Transparent conductive film is a kind of basic photoelectric material with high conductivity and high transparency in visible light band.[1]There are four kinds of transparent conductive film : ITO(1960s) , FTO, AZO(1980s) and CNT(1991s).

ITO films, types of transparent films Geomatec began technological development of in the 1970s. These transparent-yet-conductive thin films are now crucial components of the high-resolution liquid crystal displays and touch sensor functions in the smartphones people use in their daily lives. ITO stands for Indium Tin Oxide. ITO - an inorganic mixture of indium(III) oxide (In2O3) and tin(IV) oxide (SnO2)-ranges from yellow to gray in powder form, but is transparent and colorless as a thin film. This makes it widely useful as a transparent-yet-conductive thin film.[2]
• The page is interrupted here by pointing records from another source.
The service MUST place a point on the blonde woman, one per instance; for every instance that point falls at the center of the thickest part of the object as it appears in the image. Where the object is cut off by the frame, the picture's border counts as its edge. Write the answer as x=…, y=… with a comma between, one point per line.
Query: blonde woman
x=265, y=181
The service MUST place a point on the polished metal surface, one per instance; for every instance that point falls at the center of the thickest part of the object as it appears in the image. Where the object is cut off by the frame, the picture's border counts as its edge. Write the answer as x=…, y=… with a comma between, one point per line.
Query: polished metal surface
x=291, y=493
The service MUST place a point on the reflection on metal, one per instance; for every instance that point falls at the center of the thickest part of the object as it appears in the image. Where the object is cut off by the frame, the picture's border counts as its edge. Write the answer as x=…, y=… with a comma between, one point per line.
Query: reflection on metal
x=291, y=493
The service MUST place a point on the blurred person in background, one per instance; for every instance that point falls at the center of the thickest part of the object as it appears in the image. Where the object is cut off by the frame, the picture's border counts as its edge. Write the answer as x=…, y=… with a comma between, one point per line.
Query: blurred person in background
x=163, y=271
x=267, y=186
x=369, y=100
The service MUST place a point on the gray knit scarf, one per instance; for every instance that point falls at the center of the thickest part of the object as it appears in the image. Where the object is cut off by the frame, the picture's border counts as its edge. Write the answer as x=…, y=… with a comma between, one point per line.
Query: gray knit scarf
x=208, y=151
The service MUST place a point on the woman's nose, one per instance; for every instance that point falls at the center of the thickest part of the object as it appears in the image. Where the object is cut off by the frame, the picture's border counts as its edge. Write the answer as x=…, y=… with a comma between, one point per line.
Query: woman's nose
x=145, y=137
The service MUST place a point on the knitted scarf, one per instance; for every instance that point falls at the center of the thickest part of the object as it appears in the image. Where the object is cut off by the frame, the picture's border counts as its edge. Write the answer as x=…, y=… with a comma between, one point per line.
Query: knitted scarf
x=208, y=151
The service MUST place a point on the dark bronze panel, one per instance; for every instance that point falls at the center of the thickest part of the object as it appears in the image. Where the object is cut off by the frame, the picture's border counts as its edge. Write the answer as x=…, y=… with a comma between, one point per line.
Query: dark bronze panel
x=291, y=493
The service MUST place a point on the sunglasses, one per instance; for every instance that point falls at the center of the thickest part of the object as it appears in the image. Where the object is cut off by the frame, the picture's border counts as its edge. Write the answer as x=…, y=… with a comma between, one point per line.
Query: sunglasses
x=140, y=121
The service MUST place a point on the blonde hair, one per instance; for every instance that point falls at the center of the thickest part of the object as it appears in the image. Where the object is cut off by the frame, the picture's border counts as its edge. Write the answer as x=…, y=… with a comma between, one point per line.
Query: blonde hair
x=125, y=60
Aluminum-doped ZnO (AZO) has huge prospects in the field of conductive electrodes, due to its low price, high transparency, and pro-environment. However, enhancing the conductivity of AZO and realizing ohmic contact between the semiconductor and AZO source/drain (S/D) electrodes without thermal annealing remains a challenge.[3]

Carbon nanotubes (CNTs) have received increasing attention due to their outstanding mechanical, thermal, and electrical properties. In particular, research has focused on realizing in macroscopic objects the properties of single CNT molecules. CNTs have been formed into neat fibers as well as thin conductive films. In particular, transparent CNT films could replace indium tin oxide (ITO) because of their flexibility, resistance to flexural fatigue, and ease of manufacturing compared to the brittle ITO films, which must be fabricated by sputtering at low pressure or chemical vapor deposition at high temperature. Moreover, CNT films may enable new applications in flexible electronics, because of their ability to bend repeatedly without cracking.[4]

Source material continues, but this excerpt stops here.